For many subway riders, the appearance of a Mexican band during a commute home may often be an unwelcome one. The music is loud; the panhandling aggressive. It’s a disruption to the privacy of a subway ride. Still, it’s easy to forget that these musicians are oftentimes poor immigrants looking to make a few bucks and exploit their skills.
Over the weekend, The Times ran an excellent profile of these musicians — properly known as norteños for the type of music they play — and I found the piece a fascinating glimpse into a world often unknown by most of us. Kirk Semple spoke with a variety of these norteños to draw up a picture of the bands. He writes:
The Metropolitan Transportation Authority’s rules of conduct include an array of regulations that could, and often do, snag the bands, including a prohibition on playing musical instruments on subway trains. Fines, often $75 each, are a regular part of the job, several musicians said. So is detention, often involving an overnight stay in jail and sometimes a punishment of community service, if rarely anything more severe than that. For those in the United States illegally, civil violations like those are usually not enough to prompt a check of immigration status.
But even though $75 is a good day’s earnings on the subway, the musicians seem to regard these penalties as tolerable occupational hazards. “Our babies have to eat something; we have to eat something,” Mr. Tigre, 41, who is divorced and has three American-born children, said with a shrug. “If I had a steady job, I wouldn’t play in the train.”
The groups’ growth has paralleled the rising number of Mexicans in New York and the surging popularity of norteño music. A decade ago, the musicians say, there were only a few norteño bands plying the subway system. By the estimates of several players, there are now at least 15, though nobody is sure of the exact number because the groups are continually forming, changing members and dissolving. Their paths usually cross only underground, in quick, joking encounters that allow them to swap gossip and information about police sightings.
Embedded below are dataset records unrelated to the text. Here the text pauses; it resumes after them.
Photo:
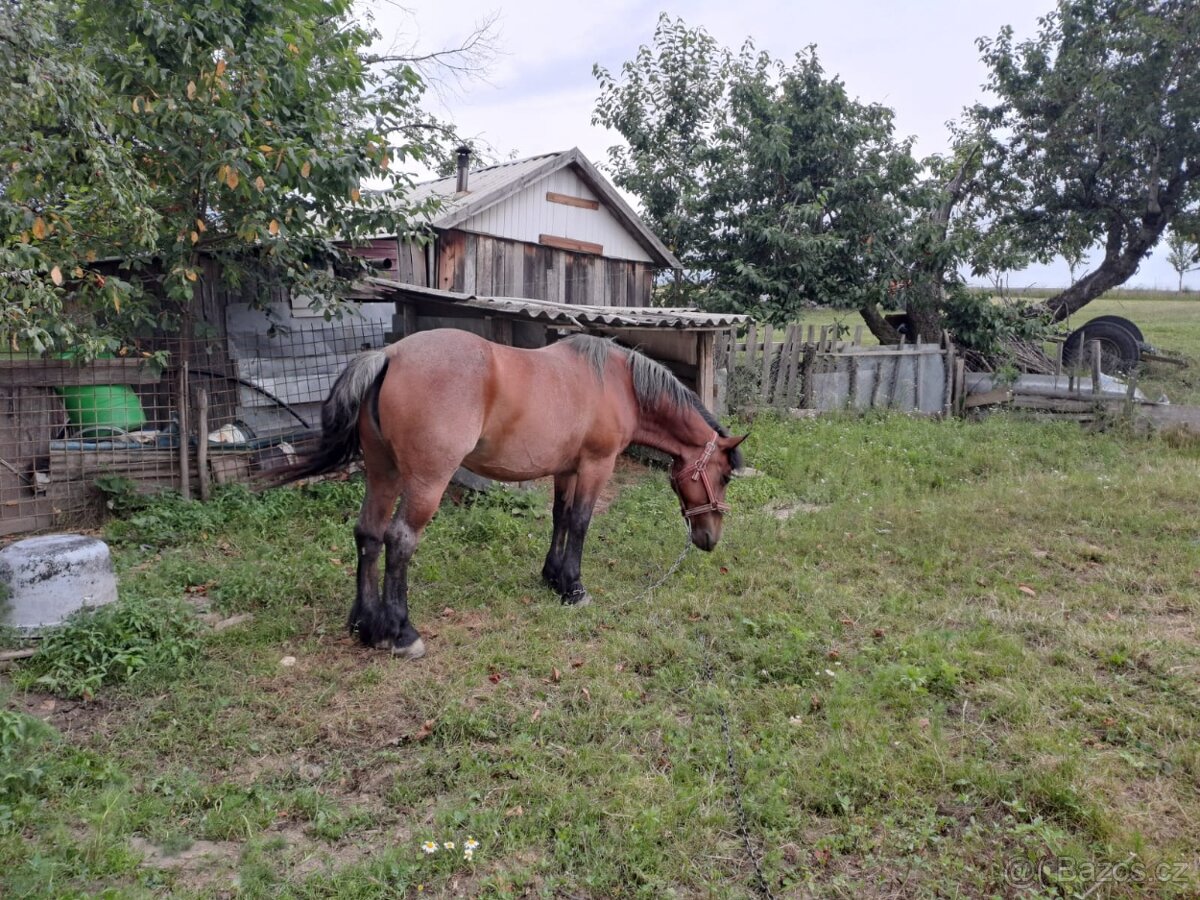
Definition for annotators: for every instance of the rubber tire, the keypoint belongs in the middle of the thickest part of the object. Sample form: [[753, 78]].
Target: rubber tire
[[1120, 321], [1116, 343]]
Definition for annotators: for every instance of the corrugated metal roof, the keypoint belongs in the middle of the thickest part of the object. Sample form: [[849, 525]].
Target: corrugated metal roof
[[480, 183], [568, 315], [493, 184]]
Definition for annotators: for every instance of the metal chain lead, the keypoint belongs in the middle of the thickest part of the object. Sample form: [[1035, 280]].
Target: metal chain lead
[[763, 887], [743, 825], [667, 574]]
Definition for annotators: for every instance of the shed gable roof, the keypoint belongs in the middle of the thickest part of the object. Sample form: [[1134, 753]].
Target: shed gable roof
[[495, 184]]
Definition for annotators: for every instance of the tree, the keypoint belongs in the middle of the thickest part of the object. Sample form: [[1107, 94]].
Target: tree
[[1183, 251], [1093, 138], [772, 184], [665, 105], [168, 130]]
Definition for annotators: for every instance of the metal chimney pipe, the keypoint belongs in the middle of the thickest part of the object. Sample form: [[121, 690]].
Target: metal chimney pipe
[[463, 167]]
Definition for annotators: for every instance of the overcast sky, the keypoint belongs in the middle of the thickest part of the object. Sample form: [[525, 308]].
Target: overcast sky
[[539, 91]]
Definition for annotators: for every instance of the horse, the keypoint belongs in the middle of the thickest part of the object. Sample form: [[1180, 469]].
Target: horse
[[437, 400]]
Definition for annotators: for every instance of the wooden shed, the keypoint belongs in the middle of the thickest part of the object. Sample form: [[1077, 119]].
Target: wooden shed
[[549, 227]]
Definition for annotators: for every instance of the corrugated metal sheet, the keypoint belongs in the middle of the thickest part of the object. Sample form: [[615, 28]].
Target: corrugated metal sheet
[[480, 184], [565, 315]]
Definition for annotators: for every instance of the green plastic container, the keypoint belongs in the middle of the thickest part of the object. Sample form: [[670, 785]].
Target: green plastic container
[[99, 409]]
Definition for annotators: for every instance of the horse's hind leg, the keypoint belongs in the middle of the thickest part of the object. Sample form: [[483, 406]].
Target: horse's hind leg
[[402, 535], [577, 515], [369, 534]]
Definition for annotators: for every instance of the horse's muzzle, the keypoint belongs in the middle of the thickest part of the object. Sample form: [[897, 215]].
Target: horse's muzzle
[[703, 538]]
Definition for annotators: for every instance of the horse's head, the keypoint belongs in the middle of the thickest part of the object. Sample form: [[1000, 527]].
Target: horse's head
[[700, 485]]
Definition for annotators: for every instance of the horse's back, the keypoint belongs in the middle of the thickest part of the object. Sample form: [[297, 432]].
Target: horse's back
[[503, 412]]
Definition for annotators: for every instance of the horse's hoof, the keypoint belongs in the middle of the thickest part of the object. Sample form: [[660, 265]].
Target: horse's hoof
[[414, 651]]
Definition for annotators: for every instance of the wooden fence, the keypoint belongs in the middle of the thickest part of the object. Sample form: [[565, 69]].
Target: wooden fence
[[819, 369]]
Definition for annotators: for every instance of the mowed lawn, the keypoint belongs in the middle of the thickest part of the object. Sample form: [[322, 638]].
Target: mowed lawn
[[952, 659]]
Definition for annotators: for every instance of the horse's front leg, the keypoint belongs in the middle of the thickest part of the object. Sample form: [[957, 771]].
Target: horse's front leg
[[402, 537], [589, 480], [552, 569]]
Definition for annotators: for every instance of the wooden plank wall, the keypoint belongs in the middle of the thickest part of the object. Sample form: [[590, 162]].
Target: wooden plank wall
[[784, 365], [495, 267]]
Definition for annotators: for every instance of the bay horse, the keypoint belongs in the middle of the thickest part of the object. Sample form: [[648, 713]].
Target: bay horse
[[437, 400]]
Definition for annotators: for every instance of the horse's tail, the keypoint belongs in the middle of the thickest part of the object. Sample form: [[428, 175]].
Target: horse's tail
[[339, 442]]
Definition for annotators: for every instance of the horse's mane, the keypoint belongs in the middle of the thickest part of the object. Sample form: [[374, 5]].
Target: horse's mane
[[654, 384]]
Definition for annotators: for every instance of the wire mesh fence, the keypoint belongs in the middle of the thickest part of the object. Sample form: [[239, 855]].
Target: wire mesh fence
[[73, 436]]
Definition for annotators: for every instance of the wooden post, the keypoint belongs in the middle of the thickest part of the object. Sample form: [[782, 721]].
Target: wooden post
[[879, 379], [916, 377], [785, 354], [793, 364], [185, 480], [810, 357], [895, 377], [766, 363], [948, 388], [1131, 390], [706, 369], [202, 442], [960, 385]]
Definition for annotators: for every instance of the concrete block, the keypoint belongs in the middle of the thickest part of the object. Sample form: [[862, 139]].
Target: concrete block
[[43, 580]]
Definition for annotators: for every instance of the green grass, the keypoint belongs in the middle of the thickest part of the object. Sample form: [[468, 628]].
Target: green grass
[[970, 648]]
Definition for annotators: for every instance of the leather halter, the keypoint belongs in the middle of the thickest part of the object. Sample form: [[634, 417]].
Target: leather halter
[[699, 472]]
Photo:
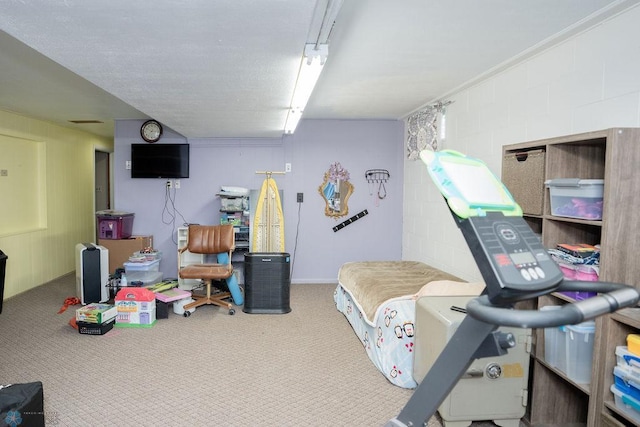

The article delves into the ins and outs of navigating the system as well. Some bands play only on certain segments. One, for instance, avoids police by sticking to the B or D trains north of 125th Sts., and most musicians say they try to avoid the mid-afternoon when school kids “heckle and yell, push and shove.” Some adults too grow hostile and abusive toward the musicians.
It might be annoying to find these musicians in a subway car, and it might be illegal as well. But it’s annoying and illegal with a little bit of character. I’d take the norteños over a crazy preacher any day of the week.